In their proposal, dubbed "Googlezon" by its detractors, the companies do pay some lip service to net neutrality by pledging to keep something called the "public internet" completely neutral, without going into any detail as to what that actually means.
Private Internet is a different concept, as some sites are obviously for members only, offer paid content, sell goods and/or services, are hosted by a for-profit company or operated expressly for profit. And it seems Google and Verizon are creating what amounts to a tiered Internet where some users and content providers would be asked to pay more to get full and faster access.
For example, you'd be able to access the Internet as usual until you went to a site like Netflix or Armor Games that require a fair amount of broadband on both sides. In that case, those companies and their customers would be expected to pay Verizon and Google more in exchange for better service. While peons would still be able to visit those sites, they wouldn't benefit from a premium level of service that would reward you with faster content.
"What's the problem?" you might be asking yourself. "If people want to pay an extra $10 a month for this, then let them pay. It's a free world and a free market."
But consider what happens in the future with HTML 5 and the promise of enhanced gaming, embedded rich content and other upgrades to the browsing experience. We could run into a scenario where users who don't pay a premium may not be able to access certain sites and certain content at all, which is a betrayal of everything the Internet has stood for since it entered the public domain.
What will this mean for innovation and the ability of small startups to compete with bigger companies that can afford to pay the gatekeepers? What does it mean for websites that may publish content that the gatekeepers don't like or that are critical of the gatekeepers themselves?
Google presumably wouldn't charge itself to broadcast videos on YouTube, but would they give the same free ride to Vimeo and other video sites to ensure the playing field remains level? Could Google and Verizon use this proposal - which both companies plan to implement regardless of the federal government's permission - to choke out competitors?
One of the most alarming aspects of Googlezon is the way that this proposal is to be implemented for smart phones. According to Google and Verizon the so-called "public internet" does not exist for mobile devices and your access to the web will be determined by your carrier. This prevents people from using the online software and websites of their choice, and basically turns the web into a series of paid or free (with advertising) apps for mobile customers.
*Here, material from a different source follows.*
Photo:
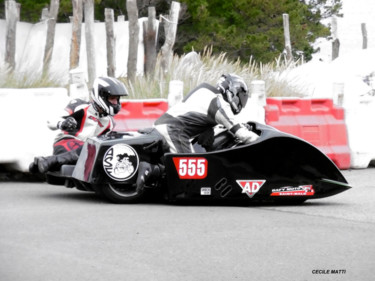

While Google and Verizon are pledging transparency in terms of who they block, who they throttle and who they privilege, it's besides the point. Who really has the time to research all of that data when they buy a phone?
None of this applies specifically to Canada at this point, but it's really just a matter of time. This is precisely the reason why we need standard, international laws enforcing net neutrality.
Let's hope that Google reconsiders - if not their proposal with Verizon, then at least their unofficial corporate motto. "Don't be evil," my ass.